The sale follows the March death of Cindy Pritzker at 101. She was the wife of Jay Pritzker, the founder of the Hyatt Hotel empire who died in 1999, and aunt of Gov. JB Pritzker. The family matriarch and her husband founded in 1979 the Pritzker Architecture Prize, which has become the Nobel Prize in the field, and they were major patrons of the arts and humanities.
As president of the Chicago Public Library Board and founding chair of the Library Foundation, Cindy Pritzker played a key role in the construction of the Harold Washington Library and was a driving force behind Chicago’s Millennium Park and the commissioning of Frank Gehry to design the Jay Priztker Pavilion.
In addition, she was a member of the Art Institute of Chicago’s Board of Trustees in 1984-88, and a family contribution during that time led to the naming of the Pritzker Galleries, where many of the museum’s Impressionist works are on view. “The Pritzker family have been great partners to the Art institute of Chicago for decades,” a museum spokeswoman said.
According to a Sotheby’s press spokesman, no one from the family was available for comment about the upcoming sale.
The 37 works date from the early 1870s through the 1960s, with Impressionism, Post-Impressionism, German Expressionism and abstraction all represented. “So, there is essentially a century of the greatest hits of art history, and each example is superb,” Dawes said.

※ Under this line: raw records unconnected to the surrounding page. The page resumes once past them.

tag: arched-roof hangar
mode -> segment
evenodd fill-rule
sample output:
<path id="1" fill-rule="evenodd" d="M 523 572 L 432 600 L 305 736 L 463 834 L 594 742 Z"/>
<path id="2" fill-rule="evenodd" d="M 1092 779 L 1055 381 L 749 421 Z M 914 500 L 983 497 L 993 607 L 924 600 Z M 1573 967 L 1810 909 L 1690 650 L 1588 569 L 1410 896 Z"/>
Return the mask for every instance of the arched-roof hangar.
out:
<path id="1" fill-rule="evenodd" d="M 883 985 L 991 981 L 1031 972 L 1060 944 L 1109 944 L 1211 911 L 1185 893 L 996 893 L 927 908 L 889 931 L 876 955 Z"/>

Most of the works were collected in the 1980s and ’90s. “Decades and decades away from the public eye and off the market,” Dawes said. “Collected at a time when the market was very different and before a lot of these artists had evolved into the trophy-level status symbols they are today.”

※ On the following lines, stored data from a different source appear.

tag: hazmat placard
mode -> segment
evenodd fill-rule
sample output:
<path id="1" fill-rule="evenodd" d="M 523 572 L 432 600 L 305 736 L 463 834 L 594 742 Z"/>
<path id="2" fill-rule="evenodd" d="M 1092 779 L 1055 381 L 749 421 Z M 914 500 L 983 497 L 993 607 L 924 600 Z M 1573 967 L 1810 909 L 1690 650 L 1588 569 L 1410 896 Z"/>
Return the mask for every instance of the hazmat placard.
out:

The star offering is van Gogh’s “Romans Parisiens (Les Livres jaunes)” (1887), which is estimated to sell for about $40 million. The still life, which hung in the Pritzkers’ library above a fireplace, depicts a group of books strewn on a table alongside a single flower in a glass.
It is one of two paintings by the artist featuring this subject matter, with the other residing in the Van Gogh Museum in Amsterdam. “It’s certainly the highlight, I would say,” Dawes said, “in the sense that it is the most valuable by far, and, of course, van Gogh’s reputation and international prestige are in some ways in a league of his own.”
Other important works included the Pritzker auction are:
- “Léda et le cygne” (1944-46) by Henri Matisse; estimated sale price $7-10 million. This unusual triptych, which stands more than 6 feet tall, was an architectural commission for the Parisian home of an Argentine diplomat and his wife. Dawes described this unusual work as a “a painting and an object and a sculpture and an installation, all rolled up in one.”
- “La Maison de Pen du, gardeuse de vache” (1889) by Paul Gauguin; estimated sale price $6-8 million. Gauguin painted 22 landscapes in the Pont-Aven region of Brittany around 1889 and just four remain in private hands. “This painting has never been restored in any way, and it feels like it was painted yesterday,” Dawes said.
The Nov. 20 and 21 auctions will be among the first in Sotheby’s new location in the former home of the Whitney Museum of American Art — a 1966 modernist Upper East Side landmark designed by Marcel Breuer. The Pritzker works will be on view there in a pre-sale exhibition from Nov. 8 through 20 following a global tour that begins Sept. 22 in Hong Kong.
Additional works from the Pritzker collection, such as a 16th-century tapestry and Chinese Tang Dynasty pottery horse, will be sold in other Sotheby’s sales that run through the spring.